In 2018, the New Jersey Supreme Court ruled that Morris County’s practice of providing historic preservation grants to churches was in violation of the New Jersey Constitution, overturning a lower court ruling. That’s when Morris County implemented a policy change that excluded churches from participating in the program.

However, since the 2018 ruling, the U.S. Supreme Court has clarified that the federal Constitution forbids excluding religious institutions from public funding programs solely due to their religious nature or activities, First Liberty said.

State and local governments offering public benefits, such as historic preservation grants, cannot discriminate against an applicant solely because they operate as a house of worship, the group said, explaining that the grants’ primary purpose is to promote and support historic preservation, which ultimately benefits the entire community.

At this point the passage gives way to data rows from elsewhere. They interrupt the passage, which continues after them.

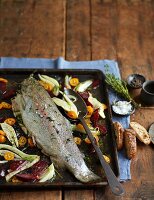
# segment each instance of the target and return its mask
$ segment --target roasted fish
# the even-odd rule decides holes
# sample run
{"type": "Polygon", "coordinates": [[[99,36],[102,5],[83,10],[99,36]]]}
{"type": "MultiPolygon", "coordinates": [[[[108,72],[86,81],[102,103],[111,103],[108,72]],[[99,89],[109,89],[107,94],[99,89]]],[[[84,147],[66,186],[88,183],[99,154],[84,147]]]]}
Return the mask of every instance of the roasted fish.
{"type": "Polygon", "coordinates": [[[36,79],[30,77],[22,82],[12,107],[14,112],[20,112],[28,132],[55,166],[67,168],[81,182],[99,179],[86,166],[73,140],[70,122],[36,79]]]}

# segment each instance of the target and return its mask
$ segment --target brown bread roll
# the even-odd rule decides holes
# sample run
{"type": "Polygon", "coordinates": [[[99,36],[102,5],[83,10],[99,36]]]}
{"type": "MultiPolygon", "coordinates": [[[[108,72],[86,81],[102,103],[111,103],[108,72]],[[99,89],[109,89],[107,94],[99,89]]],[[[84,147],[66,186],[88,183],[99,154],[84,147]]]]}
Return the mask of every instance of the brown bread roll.
{"type": "Polygon", "coordinates": [[[122,149],[124,143],[124,129],[119,122],[114,122],[113,125],[116,134],[117,149],[120,150],[122,149]]]}
{"type": "Polygon", "coordinates": [[[136,137],[143,142],[144,144],[148,145],[151,142],[150,136],[147,130],[137,122],[131,122],[130,127],[136,132],[136,137]]]}
{"type": "Polygon", "coordinates": [[[129,159],[134,158],[137,152],[136,133],[134,130],[125,129],[124,143],[125,143],[127,157],[129,159]]]}

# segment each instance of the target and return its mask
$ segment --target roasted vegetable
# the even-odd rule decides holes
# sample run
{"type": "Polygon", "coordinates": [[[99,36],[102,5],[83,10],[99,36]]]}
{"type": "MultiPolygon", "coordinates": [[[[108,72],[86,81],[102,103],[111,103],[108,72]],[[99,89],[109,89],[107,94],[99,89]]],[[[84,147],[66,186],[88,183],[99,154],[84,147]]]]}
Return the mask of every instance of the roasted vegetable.
{"type": "Polygon", "coordinates": [[[3,131],[6,133],[6,137],[12,143],[12,145],[14,147],[18,147],[19,146],[18,139],[14,128],[7,123],[1,123],[1,127],[3,131]]]}

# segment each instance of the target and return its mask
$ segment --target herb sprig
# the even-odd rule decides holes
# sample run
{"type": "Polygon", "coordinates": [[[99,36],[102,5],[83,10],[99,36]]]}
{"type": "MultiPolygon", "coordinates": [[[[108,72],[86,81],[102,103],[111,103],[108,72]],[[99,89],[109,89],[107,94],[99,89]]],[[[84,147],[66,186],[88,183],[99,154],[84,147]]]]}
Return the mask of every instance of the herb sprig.
{"type": "Polygon", "coordinates": [[[135,108],[138,108],[139,105],[134,101],[134,99],[130,96],[129,91],[126,86],[126,82],[116,78],[114,74],[110,74],[108,71],[109,66],[105,65],[106,68],[106,78],[105,82],[112,87],[115,92],[117,92],[120,96],[124,97],[128,101],[131,101],[135,108]]]}

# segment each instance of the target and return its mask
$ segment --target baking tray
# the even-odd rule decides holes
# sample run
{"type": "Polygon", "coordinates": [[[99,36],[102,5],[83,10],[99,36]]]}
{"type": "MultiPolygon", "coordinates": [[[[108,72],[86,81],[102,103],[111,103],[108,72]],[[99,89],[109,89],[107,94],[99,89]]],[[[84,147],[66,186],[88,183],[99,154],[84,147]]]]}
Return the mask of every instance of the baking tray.
{"type": "MultiPolygon", "coordinates": [[[[54,70],[54,69],[3,69],[0,70],[0,77],[6,78],[10,83],[18,83],[17,85],[20,85],[20,82],[22,82],[25,78],[29,77],[31,74],[34,74],[34,77],[37,76],[37,74],[46,74],[48,76],[51,76],[53,78],[56,78],[59,81],[63,81],[65,75],[72,75],[75,77],[78,77],[80,81],[85,81],[88,79],[93,80],[99,80],[100,84],[99,87],[97,87],[94,90],[94,96],[97,97],[97,99],[103,103],[105,103],[108,108],[105,110],[106,118],[105,120],[102,120],[101,123],[103,123],[107,128],[107,134],[102,137],[102,152],[105,155],[108,155],[111,159],[110,166],[116,175],[117,178],[119,178],[119,166],[118,166],[118,158],[117,158],[117,150],[115,145],[115,134],[113,130],[112,125],[112,115],[111,115],[111,108],[109,104],[109,97],[108,97],[108,90],[105,83],[105,75],[100,70],[75,70],[75,69],[69,69],[69,70],[54,70]]],[[[7,99],[9,102],[10,99],[7,99]]],[[[11,115],[11,112],[0,112],[0,117],[3,117],[3,115],[11,115]]],[[[18,129],[18,132],[20,128],[18,127],[18,124],[14,127],[15,129],[18,129]]],[[[73,133],[77,134],[77,133],[73,133]]],[[[86,146],[86,145],[84,145],[86,146]]],[[[38,182],[22,182],[22,183],[12,183],[12,182],[5,182],[3,180],[0,180],[0,188],[59,188],[59,187],[69,187],[69,188],[91,188],[91,187],[100,187],[103,185],[107,185],[107,180],[104,174],[104,171],[102,170],[102,167],[99,163],[99,160],[97,159],[97,156],[95,153],[89,153],[89,150],[87,152],[87,149],[84,149],[82,147],[81,151],[88,155],[88,160],[90,158],[90,161],[86,161],[88,167],[90,167],[96,174],[102,177],[101,181],[99,182],[93,182],[93,183],[81,183],[79,182],[69,171],[67,170],[59,170],[59,175],[56,175],[56,178],[53,182],[44,182],[44,183],[38,183],[38,182]]],[[[89,147],[88,147],[89,148],[89,147]]],[[[28,151],[28,150],[26,150],[28,151]]],[[[25,151],[25,152],[26,152],[25,151]]],[[[35,148],[32,150],[32,153],[42,155],[41,151],[38,148],[35,148]]],[[[42,155],[44,156],[44,155],[42,155]]],[[[48,158],[46,158],[48,159],[48,158]]],[[[58,169],[57,169],[58,170],[58,169]]]]}

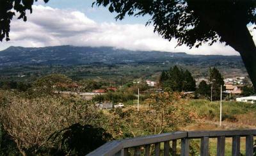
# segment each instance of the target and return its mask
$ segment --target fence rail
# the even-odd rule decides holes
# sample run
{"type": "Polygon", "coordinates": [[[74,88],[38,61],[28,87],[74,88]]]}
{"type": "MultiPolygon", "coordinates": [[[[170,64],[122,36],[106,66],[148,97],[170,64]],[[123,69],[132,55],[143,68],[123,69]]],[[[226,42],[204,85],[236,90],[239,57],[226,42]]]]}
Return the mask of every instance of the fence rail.
{"type": "Polygon", "coordinates": [[[189,141],[200,139],[200,155],[209,155],[209,138],[217,138],[217,155],[224,156],[226,137],[232,137],[232,155],[240,155],[241,137],[246,137],[246,155],[253,154],[253,136],[256,130],[213,130],[213,131],[180,131],[140,137],[134,137],[109,142],[87,155],[127,156],[133,151],[133,155],[159,156],[161,143],[163,143],[163,155],[176,155],[177,140],[180,140],[180,155],[189,155],[189,141]],[[172,142],[172,147],[170,147],[172,142]]]}

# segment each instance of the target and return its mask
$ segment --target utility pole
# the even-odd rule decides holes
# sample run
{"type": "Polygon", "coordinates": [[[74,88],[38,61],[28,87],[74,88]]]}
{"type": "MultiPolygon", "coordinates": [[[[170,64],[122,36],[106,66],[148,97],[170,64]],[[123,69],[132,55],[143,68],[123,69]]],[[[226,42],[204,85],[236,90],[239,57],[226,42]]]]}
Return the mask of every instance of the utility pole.
{"type": "Polygon", "coordinates": [[[212,102],[212,84],[211,86],[211,102],[212,102]]]}
{"type": "Polygon", "coordinates": [[[138,104],[137,104],[138,111],[139,111],[139,105],[140,105],[140,88],[138,88],[138,104]]]}
{"type": "Polygon", "coordinates": [[[222,85],[220,85],[220,126],[221,126],[221,113],[222,113],[222,85]]]}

Although the U.S. Supreme Court declined to hear the case in 2019, Justice Brett Kavanaugh, supported by Justices Samuel Alito and Neil Gorsuch, dissented from the denial of certiorari, stating that New Jersey’s law appeared to violate the U.S. Constitution. They argued that excluding religious organizations from a general historic preservation grants program is “pure discrimination against religion.”

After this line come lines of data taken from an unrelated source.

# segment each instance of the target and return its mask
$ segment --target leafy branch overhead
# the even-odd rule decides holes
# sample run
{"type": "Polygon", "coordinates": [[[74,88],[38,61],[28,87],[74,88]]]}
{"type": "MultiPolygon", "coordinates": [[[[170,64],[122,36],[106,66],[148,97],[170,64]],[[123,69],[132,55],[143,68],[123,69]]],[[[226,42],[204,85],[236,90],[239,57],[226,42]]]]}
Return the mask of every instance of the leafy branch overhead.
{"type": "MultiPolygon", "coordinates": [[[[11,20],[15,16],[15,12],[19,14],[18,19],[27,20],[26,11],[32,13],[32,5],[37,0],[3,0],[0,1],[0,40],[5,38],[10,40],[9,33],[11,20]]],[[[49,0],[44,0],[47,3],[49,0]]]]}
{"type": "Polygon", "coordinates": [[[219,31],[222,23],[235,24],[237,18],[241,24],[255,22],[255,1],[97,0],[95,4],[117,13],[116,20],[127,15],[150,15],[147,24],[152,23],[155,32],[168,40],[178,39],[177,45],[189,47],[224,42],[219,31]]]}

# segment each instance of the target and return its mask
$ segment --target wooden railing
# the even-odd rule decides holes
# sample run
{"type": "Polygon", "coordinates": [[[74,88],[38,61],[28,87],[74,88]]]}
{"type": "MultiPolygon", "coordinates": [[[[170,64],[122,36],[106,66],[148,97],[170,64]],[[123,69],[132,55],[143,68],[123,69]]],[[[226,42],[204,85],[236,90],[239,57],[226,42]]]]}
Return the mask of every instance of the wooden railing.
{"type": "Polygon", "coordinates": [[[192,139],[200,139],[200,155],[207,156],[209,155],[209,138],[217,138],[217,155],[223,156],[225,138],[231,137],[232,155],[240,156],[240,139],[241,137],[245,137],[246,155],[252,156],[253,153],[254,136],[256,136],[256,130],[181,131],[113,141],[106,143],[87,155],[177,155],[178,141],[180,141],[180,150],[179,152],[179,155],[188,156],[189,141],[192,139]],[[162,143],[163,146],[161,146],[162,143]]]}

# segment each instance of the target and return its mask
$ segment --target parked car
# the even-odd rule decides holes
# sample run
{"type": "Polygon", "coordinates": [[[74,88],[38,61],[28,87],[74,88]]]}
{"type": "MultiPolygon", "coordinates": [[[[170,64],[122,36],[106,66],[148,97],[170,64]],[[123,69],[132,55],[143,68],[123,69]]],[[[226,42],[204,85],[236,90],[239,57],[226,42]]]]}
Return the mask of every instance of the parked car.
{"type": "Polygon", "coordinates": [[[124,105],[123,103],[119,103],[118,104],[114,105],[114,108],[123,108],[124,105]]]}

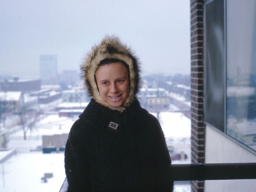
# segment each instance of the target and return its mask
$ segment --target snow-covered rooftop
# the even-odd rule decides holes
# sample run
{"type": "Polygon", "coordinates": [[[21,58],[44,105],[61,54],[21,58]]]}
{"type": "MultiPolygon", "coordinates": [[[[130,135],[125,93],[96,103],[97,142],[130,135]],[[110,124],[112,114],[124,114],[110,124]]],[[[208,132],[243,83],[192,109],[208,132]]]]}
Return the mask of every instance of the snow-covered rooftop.
{"type": "Polygon", "coordinates": [[[15,101],[20,100],[21,96],[20,91],[0,92],[0,101],[15,101]]]}
{"type": "Polygon", "coordinates": [[[64,102],[58,105],[57,108],[70,108],[72,107],[83,107],[85,108],[89,104],[89,102],[81,103],[64,102]]]}

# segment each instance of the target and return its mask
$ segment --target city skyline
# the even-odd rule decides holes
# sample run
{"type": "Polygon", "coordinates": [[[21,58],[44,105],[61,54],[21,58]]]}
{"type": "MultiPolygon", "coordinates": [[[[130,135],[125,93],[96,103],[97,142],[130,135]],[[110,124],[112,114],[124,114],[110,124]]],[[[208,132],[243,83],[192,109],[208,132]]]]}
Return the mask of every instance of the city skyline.
{"type": "Polygon", "coordinates": [[[132,47],[143,74],[190,72],[188,1],[0,1],[0,75],[38,77],[42,54],[78,72],[106,34],[132,47]]]}

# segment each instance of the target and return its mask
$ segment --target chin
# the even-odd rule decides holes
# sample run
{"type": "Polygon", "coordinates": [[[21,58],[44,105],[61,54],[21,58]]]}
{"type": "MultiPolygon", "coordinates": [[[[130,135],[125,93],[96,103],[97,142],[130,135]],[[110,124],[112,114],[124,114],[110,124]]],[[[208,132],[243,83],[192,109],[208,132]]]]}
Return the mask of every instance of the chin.
{"type": "Polygon", "coordinates": [[[112,107],[119,107],[122,106],[123,105],[123,102],[113,103],[113,102],[109,102],[108,104],[112,107]]]}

In 2017, the U.S. Supreme Court ruled in Trinity Lutheran Church v. Comer that a Missouri church should not be prohibited from benefiting from a secular aid program solely because it is a church.

The highest court in the nation concluded that Trinity Lutheran Church of Columbia should not be banned from a state program meant to help repair their daycare playground, reversing a lower court decision.

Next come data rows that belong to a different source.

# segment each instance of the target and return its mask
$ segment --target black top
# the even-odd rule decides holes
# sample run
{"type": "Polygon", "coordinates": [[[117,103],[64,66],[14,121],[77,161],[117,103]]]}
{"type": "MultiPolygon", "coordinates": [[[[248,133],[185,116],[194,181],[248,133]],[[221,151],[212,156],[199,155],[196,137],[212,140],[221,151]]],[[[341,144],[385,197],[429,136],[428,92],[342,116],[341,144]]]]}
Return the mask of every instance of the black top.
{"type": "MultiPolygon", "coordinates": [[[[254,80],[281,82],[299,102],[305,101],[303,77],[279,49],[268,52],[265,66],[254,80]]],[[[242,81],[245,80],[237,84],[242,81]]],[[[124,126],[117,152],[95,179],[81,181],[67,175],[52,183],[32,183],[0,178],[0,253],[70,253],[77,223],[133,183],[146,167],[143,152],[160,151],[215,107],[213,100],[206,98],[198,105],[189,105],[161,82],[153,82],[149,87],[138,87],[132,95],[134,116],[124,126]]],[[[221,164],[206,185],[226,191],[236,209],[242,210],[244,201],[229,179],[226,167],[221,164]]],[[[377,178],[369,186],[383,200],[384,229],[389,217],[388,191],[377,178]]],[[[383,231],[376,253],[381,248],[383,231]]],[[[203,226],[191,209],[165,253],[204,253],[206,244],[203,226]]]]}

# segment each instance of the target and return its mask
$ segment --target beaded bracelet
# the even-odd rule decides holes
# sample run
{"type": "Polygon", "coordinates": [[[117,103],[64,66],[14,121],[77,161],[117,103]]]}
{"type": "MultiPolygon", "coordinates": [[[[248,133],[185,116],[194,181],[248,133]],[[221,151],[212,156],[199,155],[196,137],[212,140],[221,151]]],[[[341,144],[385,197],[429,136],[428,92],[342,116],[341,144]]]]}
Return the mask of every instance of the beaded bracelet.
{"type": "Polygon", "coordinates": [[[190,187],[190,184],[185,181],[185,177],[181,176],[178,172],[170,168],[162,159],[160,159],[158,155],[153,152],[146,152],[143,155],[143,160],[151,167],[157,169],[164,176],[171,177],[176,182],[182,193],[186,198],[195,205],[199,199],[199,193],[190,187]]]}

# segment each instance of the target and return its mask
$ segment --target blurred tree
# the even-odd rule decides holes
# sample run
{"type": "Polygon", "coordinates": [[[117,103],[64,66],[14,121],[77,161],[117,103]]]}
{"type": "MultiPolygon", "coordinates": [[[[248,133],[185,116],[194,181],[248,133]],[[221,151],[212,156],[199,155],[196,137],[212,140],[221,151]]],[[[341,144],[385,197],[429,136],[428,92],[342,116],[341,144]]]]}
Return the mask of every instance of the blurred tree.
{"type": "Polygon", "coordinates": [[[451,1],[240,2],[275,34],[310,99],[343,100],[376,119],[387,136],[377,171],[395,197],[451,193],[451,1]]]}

"... The exclusion of Trinity Lutheran from a public benefit for which it is otherwise qualified, solely because it is a church, is odious to our Constitution all the same, and cannot stand,” wrote Chief Justice Roberts.

Last month, a group of Jewish parents sued California over a state law that prohibits religious schools from being eligible to receive special education funds meant to help children with disabilities.

The legal filing alleged that the defendants violated the First Amendment’s Free Exercise Clause and the 14th Amendment’s Equal Protection Clause by refusing to provide funds for parents to send their children with special needs to Orthodox Jewish schools.

The California Education Code requires that schools that receive federal Individuals with Disabilities Education Act funding be “nonsectarian.”

“Defendants have not waived and will not waive the ‘nonsectarian’ requirement necessary for private religious schools to access otherwise generally available public funding,” read the complaint.